Israelite tribes lived there in ancient times and the ‘iron wall’ revisionist theorist Vladimir Jabotinsky wrote a poem about it: “Two banks has the Jordan. This is ours and the other as well.” Netanyahu’s father was Jabotinsky’s secretary and ‘greater Israel’ is Netanyahu’s lodestar too.

In 1919 the Zionist delegation to the Paris peace conference noted that “the fertile plains east of the Jordan, since the earliest Biblical times, have been linked economically and politically with the land west of the Jordan. The country, which is now very sparsely populated in Roman times, supported a great population. It could now serve admirably for colonization on a large scale.”
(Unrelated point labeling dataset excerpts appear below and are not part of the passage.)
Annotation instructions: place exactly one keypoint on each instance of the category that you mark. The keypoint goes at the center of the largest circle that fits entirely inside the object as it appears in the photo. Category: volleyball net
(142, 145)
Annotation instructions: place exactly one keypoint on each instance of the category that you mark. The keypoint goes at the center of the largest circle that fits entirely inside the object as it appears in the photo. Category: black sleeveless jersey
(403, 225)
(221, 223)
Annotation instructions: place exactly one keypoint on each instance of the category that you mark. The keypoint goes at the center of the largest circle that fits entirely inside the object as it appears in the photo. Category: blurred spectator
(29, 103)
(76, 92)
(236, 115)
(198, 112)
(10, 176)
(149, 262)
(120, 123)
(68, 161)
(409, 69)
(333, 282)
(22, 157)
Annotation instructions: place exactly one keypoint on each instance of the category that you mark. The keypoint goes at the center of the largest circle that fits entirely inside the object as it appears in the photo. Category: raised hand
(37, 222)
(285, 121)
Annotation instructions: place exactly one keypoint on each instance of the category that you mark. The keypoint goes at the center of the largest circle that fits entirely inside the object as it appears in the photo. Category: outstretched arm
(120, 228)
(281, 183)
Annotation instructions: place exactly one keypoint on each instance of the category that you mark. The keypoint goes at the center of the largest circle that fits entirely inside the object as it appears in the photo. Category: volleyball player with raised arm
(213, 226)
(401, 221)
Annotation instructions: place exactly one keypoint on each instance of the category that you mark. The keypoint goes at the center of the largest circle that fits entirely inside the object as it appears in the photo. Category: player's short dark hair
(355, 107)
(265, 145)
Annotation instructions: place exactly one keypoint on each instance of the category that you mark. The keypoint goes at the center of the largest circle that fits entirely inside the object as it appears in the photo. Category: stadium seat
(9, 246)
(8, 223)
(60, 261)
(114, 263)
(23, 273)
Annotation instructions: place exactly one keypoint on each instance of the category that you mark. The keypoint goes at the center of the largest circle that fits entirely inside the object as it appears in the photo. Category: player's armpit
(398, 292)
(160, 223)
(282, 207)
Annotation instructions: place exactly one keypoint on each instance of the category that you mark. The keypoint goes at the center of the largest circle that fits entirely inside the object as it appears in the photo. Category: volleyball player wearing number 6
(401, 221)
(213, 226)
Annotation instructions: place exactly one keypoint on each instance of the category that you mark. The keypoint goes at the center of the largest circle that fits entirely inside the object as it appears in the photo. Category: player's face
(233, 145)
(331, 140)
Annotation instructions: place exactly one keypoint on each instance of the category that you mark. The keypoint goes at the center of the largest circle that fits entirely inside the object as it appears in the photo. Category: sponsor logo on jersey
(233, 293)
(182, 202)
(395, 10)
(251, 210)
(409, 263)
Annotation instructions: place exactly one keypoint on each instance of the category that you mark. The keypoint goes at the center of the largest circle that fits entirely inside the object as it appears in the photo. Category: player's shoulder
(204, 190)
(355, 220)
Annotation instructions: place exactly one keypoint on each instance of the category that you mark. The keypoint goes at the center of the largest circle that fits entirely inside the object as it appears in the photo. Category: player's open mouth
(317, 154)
Perhaps it won’t be Jordan but it will be somewhere. It is only a question of time and opportunity. The creation of Israel is not finished yet. The Zionist ‘dream’ remains to be fulfilled.

As the sword has worked very well, why would Israel want to lay it down, especially now, when it is in the strongest position in its history? There is no sign of a change for the better, only signs of changes for the worse. The US and Israel have now rejected an Arab League plan to rebuild Gaza with the Palestinians still in place. They remain determined to remove them.

Another critical hinge point has arrived in history. The Arab public is outraged but kings, emirs and presidents are hostages to Israel and the US in their own palaces. ‘Greater Israel’ and the ‘greater Middle East’ cannot be built while there is still a Palestine. It has to be eliminated. The US and Israel are applying themselves strenuously to this task. Can they be stopped? That is the question of the moment.

– Jeremy Salt taught at the University of Melbourne, at Bosporus University in Istanbul and Bilkent University in Ankara for many years, specializing in the modern history of the Middle East. Among his recent publications is his 2008 book, The Unmaking of the Middle East. A History of Western Disorder in Arab Lands (University of California Press) and The Last Ottoman Wars. The Human Cost 1877-1923 (University of Utah Press, 2019). He contributed this article to The Palestine Chronicle.